HD関係者などによると、京大氏は専門学校卒業後の1998年にその年だけ大卒の入社条件が消えた京都新聞に入社し、編集局や営業畑の仕事に就いた。ところが、京大氏は薬物に手を染め、2005年に覚醒剤取締法違反(使用)で有罪判決を受ける。その際、事件を取材していた現場記者は上層部の意向で記事掲載をストップされ、他メディアの取材が入ってから慌ててゴーサインが出るという屈辱的な出来事もあった。

京大氏はいったん退社したが、2011年には執行役員として復帰。2014年にHD制が敷かれると、HDの取締役に収まった。京都新聞の内情に詳しい人物はこう話す。

「京大氏には、本来なら社会の公器たる新聞経営に携わる資格はないと思います。それなのに、浩子氏は息子に社会的な地位を与え、安定収入を補償しようとした。
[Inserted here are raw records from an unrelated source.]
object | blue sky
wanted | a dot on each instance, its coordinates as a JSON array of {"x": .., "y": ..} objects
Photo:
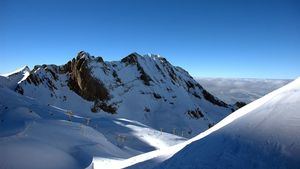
[{"x": 209, "y": 38}]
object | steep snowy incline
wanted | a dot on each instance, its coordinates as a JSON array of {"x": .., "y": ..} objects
[
  {"x": 263, "y": 134},
  {"x": 146, "y": 89},
  {"x": 57, "y": 137},
  {"x": 232, "y": 90},
  {"x": 34, "y": 136},
  {"x": 225, "y": 140}
]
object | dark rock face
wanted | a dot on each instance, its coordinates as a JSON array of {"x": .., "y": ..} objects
[
  {"x": 99, "y": 105},
  {"x": 240, "y": 104},
  {"x": 130, "y": 59},
  {"x": 81, "y": 80}
]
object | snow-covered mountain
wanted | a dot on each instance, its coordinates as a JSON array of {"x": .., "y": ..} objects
[
  {"x": 232, "y": 90},
  {"x": 147, "y": 89},
  {"x": 262, "y": 134},
  {"x": 89, "y": 109}
]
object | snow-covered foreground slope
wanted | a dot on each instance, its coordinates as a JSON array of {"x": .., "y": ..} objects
[
  {"x": 233, "y": 90},
  {"x": 146, "y": 89},
  {"x": 263, "y": 134},
  {"x": 34, "y": 135}
]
それがHD制導入の本当の目的です」

白石家側は、こうした見方を否定。今年6月の株主総会では、浩子氏の代理人として出席した弁護士が「定款に明記されている『編集権の独立』を浩子氏は妨害したのか。京都新聞社の記者にそれを問いたい。(株主総会では)いつも委任状を出し、いささかも行使していない。いい会社であってほしいというのが浩子氏の願いだ」と訴えた。

京都新聞グループ報と労組側のビラ
利益供与問題を伝える社報「京都新聞グループ報」と労組側のビラ(筆者撮影)

問われる新聞社の「経営」と「報道」のあり方

最近、大西社長と直に話し込んだという別の関係者は、こう明かす。

「大西さんは『新聞凋落の根は新聞社の古すぎる経営にある。とくに京都新聞は公私混同もいいところだ』と考えています」

そのうえで、次のようにも語っているのだという。

「ネット時代になって報道の内容にますます厳しい目が向けられているのに、『儲け最優先で物事を考えていると、報道の現場が崩壊する』と。ネットに軸足を移すにしても、報道の意味や役割を経営者が理解していないと、例えば、PV稼ぎだけの、とんでもないメディアができてしまうだろう。そうやって地域の報道機能が失われていいのか、と」

大西社長は記者時代、いくつもの調査報道を手掛け、辣腕として知られた。その厳しさに音を上げる記者や反発する向きも少なくなかった。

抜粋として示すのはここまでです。